@ukanonymous
//I consider the condemning of this action hypocrisy and the people who do so just as bad as the culprit who committed it.//
No, it is not hypocrisy to criticise it. The manner of dispatch is the limit of the similarity.*
Livestock exist worldwide and have all become phenomenally successful species, in terms of number and variety but only thanks to the way we turned natural forests into pasture land, as well as shipping them to parts of the planet which they could not reach by themselves. Indeed they might still be as rare as giraffe if we hadn't developed the desire to eat them.
Other than in zoos, giraffe have limited areas suitable for them and circulating an image on social media, suggesting that they are legal to hunt cannot be a good thing. The backstory will get forgotten the more the pic is passed around.
* The story about providing food to the locals has the ring of 'plausible cover story'. Except how long does fresh meat keep at equatorial temperatures? And, if it was an old animal, wouldn't the meat be tough and unpalatable?
Lastly, not letting the scavenger animals get the benefit of the carcass means they were interfering with the whole local ecosystem, not just one animal which was happily minding its own business.

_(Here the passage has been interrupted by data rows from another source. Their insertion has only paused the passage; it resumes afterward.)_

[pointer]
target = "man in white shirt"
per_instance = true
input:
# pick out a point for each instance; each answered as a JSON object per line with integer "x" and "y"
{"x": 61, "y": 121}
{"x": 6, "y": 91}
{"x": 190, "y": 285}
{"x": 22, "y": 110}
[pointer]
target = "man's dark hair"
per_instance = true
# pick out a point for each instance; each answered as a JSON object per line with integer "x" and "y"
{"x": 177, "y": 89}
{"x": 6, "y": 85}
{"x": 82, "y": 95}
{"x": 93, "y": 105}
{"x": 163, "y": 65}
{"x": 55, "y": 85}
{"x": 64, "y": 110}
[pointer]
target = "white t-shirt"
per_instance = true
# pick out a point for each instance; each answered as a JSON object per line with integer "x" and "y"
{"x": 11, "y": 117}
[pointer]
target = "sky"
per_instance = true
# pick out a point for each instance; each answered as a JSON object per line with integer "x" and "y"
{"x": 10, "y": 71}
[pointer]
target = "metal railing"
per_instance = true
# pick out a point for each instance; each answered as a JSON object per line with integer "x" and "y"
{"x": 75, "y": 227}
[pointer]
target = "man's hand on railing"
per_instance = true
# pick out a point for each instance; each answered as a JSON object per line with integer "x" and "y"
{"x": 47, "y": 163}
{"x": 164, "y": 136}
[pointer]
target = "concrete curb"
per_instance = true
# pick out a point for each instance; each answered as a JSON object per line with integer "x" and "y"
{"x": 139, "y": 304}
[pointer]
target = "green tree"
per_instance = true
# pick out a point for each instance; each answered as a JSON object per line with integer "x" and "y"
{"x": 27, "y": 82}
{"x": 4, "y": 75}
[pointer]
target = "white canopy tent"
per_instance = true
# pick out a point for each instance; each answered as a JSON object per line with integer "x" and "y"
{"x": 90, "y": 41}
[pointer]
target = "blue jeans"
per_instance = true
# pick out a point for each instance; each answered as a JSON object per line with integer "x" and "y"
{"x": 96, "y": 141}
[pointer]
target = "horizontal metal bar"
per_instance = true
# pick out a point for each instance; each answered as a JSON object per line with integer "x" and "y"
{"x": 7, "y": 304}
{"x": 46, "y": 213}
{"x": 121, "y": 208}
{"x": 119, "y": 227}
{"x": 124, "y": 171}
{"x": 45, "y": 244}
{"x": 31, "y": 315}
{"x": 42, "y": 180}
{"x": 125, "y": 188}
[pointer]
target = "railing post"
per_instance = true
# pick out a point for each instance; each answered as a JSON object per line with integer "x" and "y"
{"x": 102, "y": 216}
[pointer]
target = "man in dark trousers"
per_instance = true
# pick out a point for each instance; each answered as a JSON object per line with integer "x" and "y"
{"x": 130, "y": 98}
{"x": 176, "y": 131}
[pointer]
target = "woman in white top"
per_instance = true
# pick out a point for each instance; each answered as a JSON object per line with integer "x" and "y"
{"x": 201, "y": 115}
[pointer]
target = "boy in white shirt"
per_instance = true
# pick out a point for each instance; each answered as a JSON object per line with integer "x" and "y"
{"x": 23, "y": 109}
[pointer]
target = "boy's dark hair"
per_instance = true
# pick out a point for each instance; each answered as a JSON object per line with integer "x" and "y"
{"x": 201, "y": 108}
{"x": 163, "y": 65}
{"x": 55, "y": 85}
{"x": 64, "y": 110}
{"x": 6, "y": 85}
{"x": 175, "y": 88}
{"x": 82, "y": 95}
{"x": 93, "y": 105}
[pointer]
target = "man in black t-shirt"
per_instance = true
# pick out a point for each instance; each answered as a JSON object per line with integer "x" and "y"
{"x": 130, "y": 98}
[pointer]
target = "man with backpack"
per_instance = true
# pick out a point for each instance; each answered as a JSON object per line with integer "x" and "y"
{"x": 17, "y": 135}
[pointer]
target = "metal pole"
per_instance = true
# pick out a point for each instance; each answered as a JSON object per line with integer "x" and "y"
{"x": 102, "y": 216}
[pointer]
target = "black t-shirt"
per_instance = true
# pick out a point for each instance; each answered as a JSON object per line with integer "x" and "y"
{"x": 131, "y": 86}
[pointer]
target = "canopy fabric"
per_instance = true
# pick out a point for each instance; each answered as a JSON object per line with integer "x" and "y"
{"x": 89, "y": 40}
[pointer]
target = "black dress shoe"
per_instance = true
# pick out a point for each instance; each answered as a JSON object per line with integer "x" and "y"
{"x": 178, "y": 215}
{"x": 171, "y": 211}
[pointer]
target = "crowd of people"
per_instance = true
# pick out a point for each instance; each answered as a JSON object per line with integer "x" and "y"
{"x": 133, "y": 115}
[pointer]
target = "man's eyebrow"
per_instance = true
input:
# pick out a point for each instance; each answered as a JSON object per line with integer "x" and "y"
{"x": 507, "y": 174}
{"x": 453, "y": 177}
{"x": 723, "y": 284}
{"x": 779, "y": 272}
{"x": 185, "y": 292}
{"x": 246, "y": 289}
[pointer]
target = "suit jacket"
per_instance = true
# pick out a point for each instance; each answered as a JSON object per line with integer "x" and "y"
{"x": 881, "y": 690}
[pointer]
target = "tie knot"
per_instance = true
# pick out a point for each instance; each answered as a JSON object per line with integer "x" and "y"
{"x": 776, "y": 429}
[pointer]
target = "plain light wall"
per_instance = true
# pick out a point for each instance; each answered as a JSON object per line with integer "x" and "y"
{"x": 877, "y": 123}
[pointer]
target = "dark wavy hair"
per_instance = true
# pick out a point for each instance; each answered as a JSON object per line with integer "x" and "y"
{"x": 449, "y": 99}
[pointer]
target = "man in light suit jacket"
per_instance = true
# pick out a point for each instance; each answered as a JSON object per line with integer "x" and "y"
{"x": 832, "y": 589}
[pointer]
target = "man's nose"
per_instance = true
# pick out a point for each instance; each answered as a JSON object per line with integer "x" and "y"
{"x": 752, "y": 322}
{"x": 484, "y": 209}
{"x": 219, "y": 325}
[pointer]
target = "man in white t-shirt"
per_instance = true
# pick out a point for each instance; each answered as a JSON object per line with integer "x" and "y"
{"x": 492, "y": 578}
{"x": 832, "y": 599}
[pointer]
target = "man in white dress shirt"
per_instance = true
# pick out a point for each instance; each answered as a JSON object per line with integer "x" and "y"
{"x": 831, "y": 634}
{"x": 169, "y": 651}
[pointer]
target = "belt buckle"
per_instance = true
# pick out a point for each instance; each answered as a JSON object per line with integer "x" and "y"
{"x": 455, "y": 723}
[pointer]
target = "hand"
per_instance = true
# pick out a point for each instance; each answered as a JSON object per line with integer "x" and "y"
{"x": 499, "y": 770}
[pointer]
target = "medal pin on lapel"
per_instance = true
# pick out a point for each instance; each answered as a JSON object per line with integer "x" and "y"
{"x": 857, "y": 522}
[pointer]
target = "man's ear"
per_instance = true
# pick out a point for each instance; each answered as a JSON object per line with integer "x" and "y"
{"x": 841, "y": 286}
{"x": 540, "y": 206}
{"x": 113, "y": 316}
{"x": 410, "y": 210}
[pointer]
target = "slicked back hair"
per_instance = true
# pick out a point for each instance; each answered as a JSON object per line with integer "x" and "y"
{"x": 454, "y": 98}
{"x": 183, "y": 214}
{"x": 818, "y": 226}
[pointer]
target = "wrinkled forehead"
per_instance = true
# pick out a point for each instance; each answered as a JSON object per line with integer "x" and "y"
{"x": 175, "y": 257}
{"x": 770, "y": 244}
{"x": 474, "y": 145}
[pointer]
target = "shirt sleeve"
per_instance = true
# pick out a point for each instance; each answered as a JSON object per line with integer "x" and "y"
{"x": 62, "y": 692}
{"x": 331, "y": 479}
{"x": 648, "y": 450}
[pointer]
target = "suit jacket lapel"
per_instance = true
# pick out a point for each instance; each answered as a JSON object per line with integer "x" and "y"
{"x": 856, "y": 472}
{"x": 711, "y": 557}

p.s. I suspect the 'lingering death' bs is just another post-hoc attempt at justifying the despicable interference with letting nature take its course.
A month or two ago, the same justification was applied to a 30+ year old black rhino. A "once in a lifetime opportunity" was given to a male tourist (again American, surprise, surprise) - for wads of cash, obviously.
I can see this trend continuing. It may well be raising funds to help wildlife preservation attempts but the ends doesn't necessitate that I have to like the means.